On the other hand, if we would cast a "speed ×2" spell on a smart person, it would appear to make them smarter. They would be able to solve difficult problems in half the time, right?
So... there seems to be some connection, but also a difference. Speed can make you more productive, and productivity is a signal of intelligence. But if you make systematic mistakes in thinking, you will only be making them faster.
Smart people in the technology world no long believe they can think their way to success.
Because they already are thinking. If you are already thinking at near 100% of your capacity, telling you "think more" is not going to help. The right advice in that situation could be "instead of thinking without experimenting, try thinking and experimenting". But one should give that advice only to people who are already thinking.
The Law of the Minimum seems metaphorically relevant. "Growth is controlled not by the total amount of resources available, but by the scarcest resource."
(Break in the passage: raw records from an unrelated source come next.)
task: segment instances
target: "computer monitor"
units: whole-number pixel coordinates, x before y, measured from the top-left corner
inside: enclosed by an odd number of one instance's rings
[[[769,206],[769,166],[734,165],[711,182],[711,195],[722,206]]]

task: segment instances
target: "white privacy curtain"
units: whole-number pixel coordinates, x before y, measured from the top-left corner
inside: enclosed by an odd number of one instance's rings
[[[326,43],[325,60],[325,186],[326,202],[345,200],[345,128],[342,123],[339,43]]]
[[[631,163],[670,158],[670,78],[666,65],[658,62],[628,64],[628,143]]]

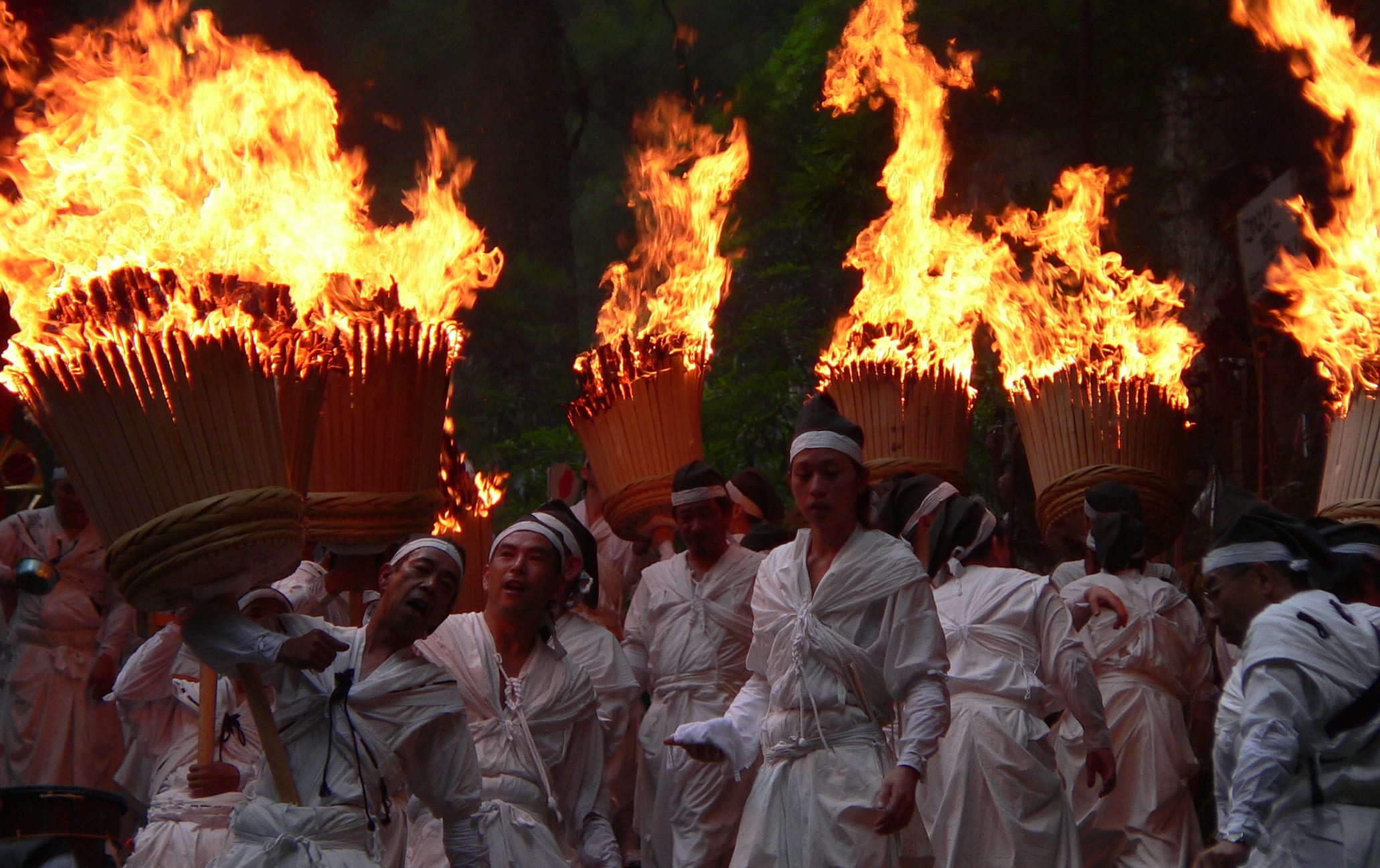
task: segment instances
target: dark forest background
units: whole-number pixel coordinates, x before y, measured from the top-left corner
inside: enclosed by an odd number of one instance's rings
[[[11,0],[39,37],[121,1]],[[825,55],[854,0],[221,0],[229,33],[258,33],[339,94],[345,146],[362,146],[374,216],[404,219],[424,121],[477,163],[465,194],[504,249],[498,287],[465,316],[455,372],[460,441],[480,467],[513,471],[506,508],[545,495],[545,468],[577,462],[562,402],[593,336],[599,276],[631,245],[621,194],[633,113],[680,91],[704,120],[747,120],[752,168],[724,249],[731,292],[715,327],[704,427],[726,473],[784,479],[795,406],[858,277],[840,267],[886,208],[890,109],[818,112]],[[1362,33],[1380,0],[1334,0]],[[1061,168],[1133,167],[1104,247],[1192,285],[1188,322],[1206,349],[1194,393],[1190,485],[1228,481],[1311,511],[1325,417],[1321,380],[1293,342],[1256,325],[1236,258],[1235,215],[1293,169],[1325,207],[1318,141],[1336,136],[1300,95],[1288,58],[1234,26],[1225,0],[945,0],[920,3],[922,39],[981,52],[977,88],[951,99],[954,163],[943,207],[981,219],[1007,203],[1043,208]],[[999,91],[999,99],[991,92]],[[981,389],[969,477],[1024,500],[996,360],[978,338]],[[1018,451],[1017,451],[1018,452]],[[1003,507],[1028,508],[1028,504]]]

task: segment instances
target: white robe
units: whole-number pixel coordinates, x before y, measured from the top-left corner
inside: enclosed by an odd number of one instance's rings
[[[0,566],[21,558],[55,562],[51,592],[19,592],[10,617],[11,663],[0,692],[0,785],[115,788],[124,744],[115,705],[91,699],[99,657],[116,664],[134,634],[134,609],[105,572],[105,548],[87,526],[69,536],[52,507],[0,522]]]
[[[762,562],[751,678],[723,718],[686,723],[676,738],[713,744],[737,769],[763,754],[733,868],[927,865],[919,816],[897,835],[872,831],[882,778],[898,763],[923,773],[948,723],[948,661],[925,570],[896,537],[858,528],[811,592],[809,544],[800,530]],[[898,758],[883,734],[893,704]]]
[[[1079,864],[1078,827],[1042,719],[1067,703],[1105,748],[1092,661],[1043,576],[969,566],[934,590],[948,643],[954,719],[930,762],[920,812],[936,864]]]
[[[186,772],[196,762],[200,663],[182,646],[182,630],[168,624],[149,637],[120,670],[112,690],[126,723],[128,754],[120,784],[149,806],[148,824],[134,839],[127,868],[204,868],[230,840],[230,812],[258,774],[262,755],[248,707],[229,678],[217,683],[215,759],[240,773],[240,787],[193,798]],[[235,723],[226,732],[226,723]],[[131,761],[138,762],[131,762]],[[138,770],[149,769],[148,780]],[[132,773],[132,774],[131,774]]]
[[[1380,864],[1380,719],[1325,732],[1380,675],[1376,627],[1380,609],[1325,591],[1250,623],[1213,758],[1220,834],[1254,845],[1252,868]]]
[[[482,612],[451,614],[418,650],[455,676],[483,778],[480,828],[491,868],[566,865],[567,842],[593,867],[621,865],[599,810],[603,733],[589,675],[538,642],[508,678]],[[407,864],[436,864],[435,820],[410,809]],[[611,850],[610,850],[611,847]]]
[[[1116,628],[1116,616],[1103,612],[1079,632],[1093,657],[1116,756],[1119,783],[1110,795],[1100,798],[1101,784],[1089,787],[1082,773],[1082,726],[1068,716],[1060,722],[1058,766],[1083,865],[1187,868],[1202,850],[1188,718],[1206,721],[1216,699],[1202,617],[1183,591],[1134,569],[1085,576],[1061,594],[1081,602],[1092,587],[1116,594],[1129,620]]]
[[[763,555],[737,543],[702,576],[686,552],[642,570],[624,650],[651,694],[642,721],[638,834],[646,868],[727,865],[753,776],[693,762],[664,741],[723,715],[748,681],[752,586]]]
[[[235,840],[215,867],[378,865],[384,820],[391,824],[404,810],[384,798],[397,788],[395,781],[444,818],[451,865],[482,864],[475,823],[479,765],[455,681],[414,648],[357,678],[367,638],[363,628],[301,614],[277,621],[286,635],[203,606],[184,630],[197,656],[218,671],[237,663],[266,667],[265,681],[277,688],[273,718],[302,799],[301,807],[277,802],[272,774],[262,772],[248,794],[253,798],[235,809]],[[323,672],[272,663],[287,637],[312,630],[328,632],[348,650]]]

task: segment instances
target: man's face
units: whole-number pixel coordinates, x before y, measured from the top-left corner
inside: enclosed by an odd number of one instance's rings
[[[509,533],[494,550],[484,569],[489,587],[486,610],[500,616],[531,619],[553,601],[563,601],[570,568],[580,575],[578,558],[562,569],[551,540],[533,530]]]
[[[718,558],[729,547],[730,510],[718,500],[700,500],[675,508],[676,529],[697,558]]]
[[[58,479],[52,484],[52,508],[63,528],[84,528],[87,524],[86,507],[72,479]]]
[[[382,598],[371,620],[414,641],[426,638],[455,605],[460,579],[455,562],[435,548],[418,548],[397,564],[385,564],[378,576]]]
[[[1270,577],[1261,572],[1268,569],[1256,564],[1246,569],[1224,566],[1208,573],[1203,588],[1208,620],[1216,623],[1223,638],[1232,645],[1245,642],[1250,621],[1271,602],[1267,597]]]
[[[811,528],[854,521],[858,497],[865,490],[867,474],[842,452],[802,449],[791,462],[791,495]]]

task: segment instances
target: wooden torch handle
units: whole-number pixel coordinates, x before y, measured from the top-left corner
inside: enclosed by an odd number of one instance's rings
[[[259,744],[264,745],[264,759],[268,761],[268,770],[273,774],[273,788],[277,791],[277,800],[287,805],[301,805],[297,795],[297,783],[293,780],[293,769],[287,765],[287,751],[283,750],[283,740],[277,734],[277,723],[273,722],[273,711],[268,705],[268,694],[264,692],[264,679],[259,678],[258,667],[253,663],[241,663],[235,667],[235,672],[244,685],[244,700],[254,715],[254,727],[259,734]]]
[[[215,762],[215,688],[219,674],[208,665],[201,665],[200,690],[196,697],[196,762]]]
Intelligence, speed, time, energy, charisma, money, able-bodiedness, a like-minded community, etc.: any of these may be someone's limiting factor.
From Scott Adams Blog
The article really is about speeding up government, but the key point is speed as a component of smart:
This shifts the focus from the ability to grasp and think through very complex topics (includes good working memory and memory recall in general) to the ability new topics quickly (includes quick learning and unlearning, creativity).
This also changes the type of grit needed. The grit to push through a long topic versus the grit try lots of new things and to learn from failures.